If human religious realities are pretty much universally conceived, then, as thoroughly pneumatological, robustly participatory and profitably pluralistic, then theology as a discipline, it would seem, is going to be incredibly open-sourced. Those whose gifts include teaching and leadership charisms will exercise those roles, primarily by hosting, listening and observing those who are participating and profiting from manifold and multiform interpretations and practices and then exchanging that information with the rest of us.
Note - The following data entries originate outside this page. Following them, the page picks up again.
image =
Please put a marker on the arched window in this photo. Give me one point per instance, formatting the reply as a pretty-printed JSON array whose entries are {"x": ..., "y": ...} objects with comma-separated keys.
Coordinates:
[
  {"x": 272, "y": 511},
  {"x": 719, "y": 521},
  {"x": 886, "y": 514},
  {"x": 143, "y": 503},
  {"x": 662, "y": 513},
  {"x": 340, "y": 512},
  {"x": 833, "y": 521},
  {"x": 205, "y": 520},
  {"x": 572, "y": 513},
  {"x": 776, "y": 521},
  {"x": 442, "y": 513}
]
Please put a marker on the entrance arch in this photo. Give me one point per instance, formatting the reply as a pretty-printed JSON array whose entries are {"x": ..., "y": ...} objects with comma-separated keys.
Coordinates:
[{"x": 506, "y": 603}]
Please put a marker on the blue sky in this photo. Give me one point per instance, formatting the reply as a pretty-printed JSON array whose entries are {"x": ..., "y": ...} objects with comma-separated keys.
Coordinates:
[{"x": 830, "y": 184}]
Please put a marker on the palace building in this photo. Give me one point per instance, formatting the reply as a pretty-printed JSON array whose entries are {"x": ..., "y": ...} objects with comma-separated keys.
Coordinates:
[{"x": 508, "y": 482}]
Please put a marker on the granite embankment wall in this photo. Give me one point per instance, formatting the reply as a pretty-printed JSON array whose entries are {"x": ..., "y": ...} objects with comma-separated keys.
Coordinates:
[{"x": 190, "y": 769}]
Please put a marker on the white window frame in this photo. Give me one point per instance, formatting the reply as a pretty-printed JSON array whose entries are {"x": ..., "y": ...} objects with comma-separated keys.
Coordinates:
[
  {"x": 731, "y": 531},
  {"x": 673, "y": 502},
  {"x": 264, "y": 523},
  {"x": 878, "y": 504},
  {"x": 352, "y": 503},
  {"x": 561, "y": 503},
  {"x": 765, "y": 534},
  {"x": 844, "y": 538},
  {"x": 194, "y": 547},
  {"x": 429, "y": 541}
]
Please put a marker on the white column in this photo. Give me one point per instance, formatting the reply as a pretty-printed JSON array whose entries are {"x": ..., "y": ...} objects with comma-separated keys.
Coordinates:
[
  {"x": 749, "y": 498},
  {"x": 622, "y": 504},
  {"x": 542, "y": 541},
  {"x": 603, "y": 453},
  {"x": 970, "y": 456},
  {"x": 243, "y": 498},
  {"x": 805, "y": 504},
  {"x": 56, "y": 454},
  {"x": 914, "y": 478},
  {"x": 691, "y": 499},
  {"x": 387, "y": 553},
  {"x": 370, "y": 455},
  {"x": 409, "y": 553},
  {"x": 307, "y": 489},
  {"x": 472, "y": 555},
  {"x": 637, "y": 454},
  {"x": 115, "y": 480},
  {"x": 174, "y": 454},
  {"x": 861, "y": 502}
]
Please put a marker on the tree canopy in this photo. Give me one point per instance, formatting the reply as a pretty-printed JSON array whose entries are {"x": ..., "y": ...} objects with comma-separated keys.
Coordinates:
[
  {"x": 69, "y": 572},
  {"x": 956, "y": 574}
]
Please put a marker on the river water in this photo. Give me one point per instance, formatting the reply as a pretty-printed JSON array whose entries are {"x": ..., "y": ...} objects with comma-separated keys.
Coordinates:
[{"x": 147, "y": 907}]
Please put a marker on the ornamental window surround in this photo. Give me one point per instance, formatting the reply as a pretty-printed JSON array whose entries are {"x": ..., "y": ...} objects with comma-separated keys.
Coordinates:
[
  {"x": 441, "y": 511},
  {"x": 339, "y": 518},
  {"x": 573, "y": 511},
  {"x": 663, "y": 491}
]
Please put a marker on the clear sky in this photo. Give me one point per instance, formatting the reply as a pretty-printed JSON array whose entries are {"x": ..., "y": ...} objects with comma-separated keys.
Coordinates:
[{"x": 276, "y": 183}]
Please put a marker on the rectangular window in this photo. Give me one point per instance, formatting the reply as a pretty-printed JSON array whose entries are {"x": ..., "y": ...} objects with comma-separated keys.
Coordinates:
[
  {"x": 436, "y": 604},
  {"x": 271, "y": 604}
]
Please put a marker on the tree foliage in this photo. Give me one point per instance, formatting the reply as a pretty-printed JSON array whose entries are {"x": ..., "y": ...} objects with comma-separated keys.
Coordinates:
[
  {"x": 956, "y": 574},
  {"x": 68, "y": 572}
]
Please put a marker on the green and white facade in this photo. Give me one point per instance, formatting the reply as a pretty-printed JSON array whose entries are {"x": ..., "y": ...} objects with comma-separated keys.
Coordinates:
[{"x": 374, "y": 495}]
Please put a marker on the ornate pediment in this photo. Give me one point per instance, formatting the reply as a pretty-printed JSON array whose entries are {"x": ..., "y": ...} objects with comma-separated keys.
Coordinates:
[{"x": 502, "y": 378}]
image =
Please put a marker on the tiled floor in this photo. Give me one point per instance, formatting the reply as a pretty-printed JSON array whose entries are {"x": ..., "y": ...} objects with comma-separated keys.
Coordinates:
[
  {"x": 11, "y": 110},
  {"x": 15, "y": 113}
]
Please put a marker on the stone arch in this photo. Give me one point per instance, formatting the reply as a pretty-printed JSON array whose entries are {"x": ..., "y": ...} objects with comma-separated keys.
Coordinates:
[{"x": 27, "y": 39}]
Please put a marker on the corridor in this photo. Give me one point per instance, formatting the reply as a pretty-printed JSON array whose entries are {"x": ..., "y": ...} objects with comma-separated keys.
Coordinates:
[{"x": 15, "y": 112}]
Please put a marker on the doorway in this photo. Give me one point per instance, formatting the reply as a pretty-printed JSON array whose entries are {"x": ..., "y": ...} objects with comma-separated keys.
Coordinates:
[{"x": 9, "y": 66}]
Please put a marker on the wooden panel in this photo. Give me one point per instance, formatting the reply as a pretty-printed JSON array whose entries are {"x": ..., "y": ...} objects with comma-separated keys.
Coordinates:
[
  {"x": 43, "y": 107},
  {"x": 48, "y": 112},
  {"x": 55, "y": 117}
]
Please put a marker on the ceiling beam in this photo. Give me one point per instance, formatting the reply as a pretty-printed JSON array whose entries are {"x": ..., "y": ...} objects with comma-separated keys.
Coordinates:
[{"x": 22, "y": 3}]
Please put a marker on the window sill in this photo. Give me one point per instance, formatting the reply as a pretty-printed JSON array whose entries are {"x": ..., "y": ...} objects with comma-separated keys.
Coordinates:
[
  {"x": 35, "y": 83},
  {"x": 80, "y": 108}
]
This is how Scripture itself came about, as a collation of hymns, psalmody, prayers, meditative practices, myths, parables, wisdom sayings, narratives, stories, rituals and other traditions. This is how my own tradition's magisterium is conceived as listening to and observing the faithful and then promulgating these hearings and observations to all via the articulation of truth in dogma, celebration of beauty in the cultivation of ritual & liturgy, preservation of goodness in code & law and enjoyment of fellowship in community. This is to say that what we promulgate is the sensus fidelium or sense of the faithful, which is an inherently bottom-up, grass roots activity and not a trickle-down reality, whatsoever. And no hierarchy goes around wily nilly making changes based on ivory tower theological abstractions and constructions. Instead, it involves an indispensable active listening and observing process. Caveat: Note I said that this is how the magisterium is conceived and did not represent that this is how it always works in practice. (Good grief!)

What's the practical upshot of all of this? Well, as our communication vehicles become increasingly peer to peer (p2p), the exchange of interpretations and practices will accelerate and will less and less require institutional channels.

What is so very curious about all of this open-sourcing is that, perhaps counterintuitively, from a practical and pastoral perspective, rather than anarchically and indiscriminately jettisoning the old and embracing the wholly novel, what seems to be emerging is, instead, a radical orthodoxy, a returning to our roots, a retrieval, revival and renewal of our ancient interpretations and practices, an ardent appreciation for all that has been true in our creeds, beautiful in our cults, good in our codes and unitive in our communities. If joy is the infallible sign of the presence of God (Madeline L'Engle), then truth, beauty, goodness and unity are assuredly an indelible sign of the presence of the Spirit.

Although humankind has often lacked much in the way of cosmological knowledge, it has more than compensated for this deficit with an abundance of axiological wisdom. That we move forward rather tentatively in our practical (most vital) affairs suggests that Peirce was more so making an observation rather than a suggestion. That's why this open-source theology doesn't scare me at all. If all the academic tongues were still, the noise would still continue; we rocks and stones, ourselves, will start to sing: Hosanna, heysanna, sanna, sanna, ho, sanny he, sanny ho, sanna!

But, what do I know? I was a neuroendocrinologist in grad school and retired as a bank CEO and never took a philosophy or theology course in my life. I might be wrong. I often get corrected.